Other towns mentioned are just dots on the map to me, like Cashmere and Peshastin. But the names are familiar, whether I’ve been in the towns or not (and I might have been). I can picture the creeks and mountains, the trees and the sky, which are all characters in the novel as much as the people are.

The area where The Orchardist takes place is near where I grew up. So I was haunted by memories as I read—I could see these locations with every turn of the page. Perhaps I imposed my mid-20th Century visuals on the story that took place decades before I was born, but the forests and the rivers and the lakes in that area have changed very little in the last hundred years.

The Orchardist starts in the mid-19th Century when the protagonist Talmadge and his mother and sister arrive in the Wenatchee area. The story continues until well into the 20th Century after Talmadge has lived there many decades. Early in the novel, Talmadge’s mother dies. A few years later, his sister disappears. Talmadge—the orchardist of the title—is left alone to develop his orchard.

Talmadge’s loneliness permeates the story. He befriends two young women whose lives have been enmeshed in violence. He attempts to rescue them, in part, we suspect, to replace his missing sister. Talmadge raises the daughter of one of these young women.

With the help of two friends—a midwife and a Native American horse wrangler—Talmadge tries to nurture these women into a family to replace the family of his birth. But he has far better luck in nurturing his trees. Unlike human beings, the apples and apricots and plums don’t think for themselves and they do not hurt each other.
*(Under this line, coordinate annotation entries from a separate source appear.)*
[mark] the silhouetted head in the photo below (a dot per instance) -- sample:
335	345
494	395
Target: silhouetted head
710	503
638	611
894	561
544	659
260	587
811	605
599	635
To reveal much more of the plot would create spoilers. Suffice it to say that the life of the orchardist, a man trying to wrest productivity and meaning out of the wilderness, is hard and often cruel. Talmadge might try to recreate Eden in his orchard, but once human conflict enters, his earthy paradise is lost.

Amanda Coplin’s prose is sparse and yet beautiful. Her Talmadge is a man of few words, and what he leaves unsaid is often more haunting than what he says. Talmadge is a man trying to control his world, but he is haunted by everything he cannot control—love, hate, loss, other human beings.

There were things I didn’t like about the novel. There are long, slow passages where not a lot happens. Coplin didn’t use quotation marks for her dialogue—a convention some modern writers adopt, but which I despise because it makes the reader’s job harder.

I liked Talmadge and his ward Angelene and the midwife Caroline. But some of the other characters weren’t very likable. No matter how much their wretched pasts had shaped them, it was hard to feel sorry for them. That includes Della, whom Talmadge spent many years trying to save.

I was also disappointed in the ending. After a big build-up to the climax, it felt like the book fizzled in the denouement. There wasn’t a satisfying resolution, in my opinion.

But through the entire book, the sense of place in The Orchardist sustained me. The novel depicted my part of the world (well, an area near my part of the world) in all its beauty and barrenness. It took me home while transporting me to a time and circumstances far different than my own.

What books about your part of the world have haunted you?